As I responded to someone else in another topic: this is totally my bad. I'll be reverting this in the next release, but it means that deploy:setup (which finally uses sudo in 2.3) will have to revert to non-sudo in the next release unless someone has a good idea of how to make something like sudo("umask 0220 && mkdir") work. :(

- Jamis

On May 16, 2008, at 6:04 AM, Geoff wrote:


How did putting /bin/sh -c in front of the command help? I've tried
this in visudo and I was still being prompted for the password, even
when entered it said the user did not have permission to run the
command as root.

Checking the sudoers file could work but you'd need to make sure you
checked for a restricted command set for the user and all the groups
it belongs to.

For now to get my deployments working I've reverted to 2.2.0

Geoff

On May 16, 5:53 am, Wes Gamble <[EMAIL PROTECTED]> wrote:
It would be incredibly hacky, but I suppose that you could do some sort of analysis of the /etc/sudoers file to figure out if the logged in user
was restricted to a specific command set.

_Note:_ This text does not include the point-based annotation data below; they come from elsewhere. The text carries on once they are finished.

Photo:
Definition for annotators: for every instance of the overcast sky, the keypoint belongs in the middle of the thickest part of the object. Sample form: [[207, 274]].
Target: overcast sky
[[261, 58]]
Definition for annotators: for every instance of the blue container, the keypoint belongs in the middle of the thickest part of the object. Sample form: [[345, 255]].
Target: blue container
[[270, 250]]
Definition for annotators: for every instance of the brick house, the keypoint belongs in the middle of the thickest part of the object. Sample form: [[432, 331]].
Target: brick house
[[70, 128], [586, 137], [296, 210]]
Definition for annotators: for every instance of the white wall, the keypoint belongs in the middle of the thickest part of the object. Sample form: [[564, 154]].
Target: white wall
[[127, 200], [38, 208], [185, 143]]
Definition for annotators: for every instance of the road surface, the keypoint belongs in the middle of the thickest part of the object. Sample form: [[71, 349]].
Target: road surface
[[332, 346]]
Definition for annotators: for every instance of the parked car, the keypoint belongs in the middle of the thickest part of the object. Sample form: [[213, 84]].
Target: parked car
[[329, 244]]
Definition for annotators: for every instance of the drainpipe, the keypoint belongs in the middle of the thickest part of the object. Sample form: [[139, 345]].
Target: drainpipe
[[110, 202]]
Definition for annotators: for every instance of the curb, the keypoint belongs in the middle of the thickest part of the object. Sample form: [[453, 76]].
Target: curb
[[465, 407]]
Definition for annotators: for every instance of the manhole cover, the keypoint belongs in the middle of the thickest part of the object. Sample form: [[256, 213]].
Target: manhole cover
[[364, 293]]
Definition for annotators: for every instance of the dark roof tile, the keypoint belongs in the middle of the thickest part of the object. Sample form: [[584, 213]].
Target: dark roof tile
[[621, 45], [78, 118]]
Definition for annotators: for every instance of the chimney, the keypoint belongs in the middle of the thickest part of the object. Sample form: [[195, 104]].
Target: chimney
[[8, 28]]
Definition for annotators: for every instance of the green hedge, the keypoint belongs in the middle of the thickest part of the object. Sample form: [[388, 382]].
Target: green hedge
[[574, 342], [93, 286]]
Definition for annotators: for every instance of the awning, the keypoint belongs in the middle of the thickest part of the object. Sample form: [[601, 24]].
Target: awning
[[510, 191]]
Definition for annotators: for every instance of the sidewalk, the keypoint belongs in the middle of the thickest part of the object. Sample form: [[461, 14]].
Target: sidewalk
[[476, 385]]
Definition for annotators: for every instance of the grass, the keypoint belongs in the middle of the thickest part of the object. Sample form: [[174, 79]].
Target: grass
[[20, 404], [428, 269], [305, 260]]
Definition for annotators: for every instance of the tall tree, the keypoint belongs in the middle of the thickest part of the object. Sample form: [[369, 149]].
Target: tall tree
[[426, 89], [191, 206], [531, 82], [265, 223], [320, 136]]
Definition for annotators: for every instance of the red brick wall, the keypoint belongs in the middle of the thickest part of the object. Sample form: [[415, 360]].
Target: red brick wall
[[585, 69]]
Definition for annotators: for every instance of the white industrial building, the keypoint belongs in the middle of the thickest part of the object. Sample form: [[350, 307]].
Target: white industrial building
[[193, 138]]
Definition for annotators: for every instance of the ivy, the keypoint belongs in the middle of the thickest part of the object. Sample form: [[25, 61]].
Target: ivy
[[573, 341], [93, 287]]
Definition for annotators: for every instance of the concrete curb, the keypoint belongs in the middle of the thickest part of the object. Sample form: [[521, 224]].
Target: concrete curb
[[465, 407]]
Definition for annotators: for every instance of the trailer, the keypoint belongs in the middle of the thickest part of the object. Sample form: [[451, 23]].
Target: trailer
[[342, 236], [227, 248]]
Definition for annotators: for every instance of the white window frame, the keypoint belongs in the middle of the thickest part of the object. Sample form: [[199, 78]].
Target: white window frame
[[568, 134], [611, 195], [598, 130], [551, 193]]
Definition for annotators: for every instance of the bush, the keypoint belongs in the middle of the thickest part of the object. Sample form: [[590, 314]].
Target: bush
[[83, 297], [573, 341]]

I'll keep thinking about it.

Wes

Jamis Buck wrote:
I apologize for that. This issue you're encountering is caused by the "fix" for the problem where doing sudo("foo && bar") would execute foo
via sudo, but not bar.

You can try doing this:

  default_run_options[:shell] = false

But I'm sure that'll have other issues, too. (I suspect deploy:setup
will have a good chance of not working correctly if you run without
wrapping the command in a shell.)

Otherwise, you can try running without sudo:

  set :use_sudo, false

But again, that may break things, too, especially if your environment requires the use of sudo. At this point, I don't know how to fix both
of these issues--have sudo work when the sudoer is restricted to a
specific command-set, AND allow things like sudo("foo && bar") to work
as expected. If anyone has any suggestions, I'd love to hear them.

- Jamis

On May 15, 2008, at 6:09 PM, Wes Gamble wrote:

All,

I recently ran my first deployment with cap 2.3 and noticed that my
custom sudo commands failed because there were being executed by
spawning a new shell and passing the command string to it, like so:

/bin/sh -c '<command string from my deploy file>'

I was able to resolve this by modifying my /etc/sudoers file and putting "/bin/sh -c" in front of the command. But is there a way to suppress
the spawning of a new shell so that it works the way it did in 2.2?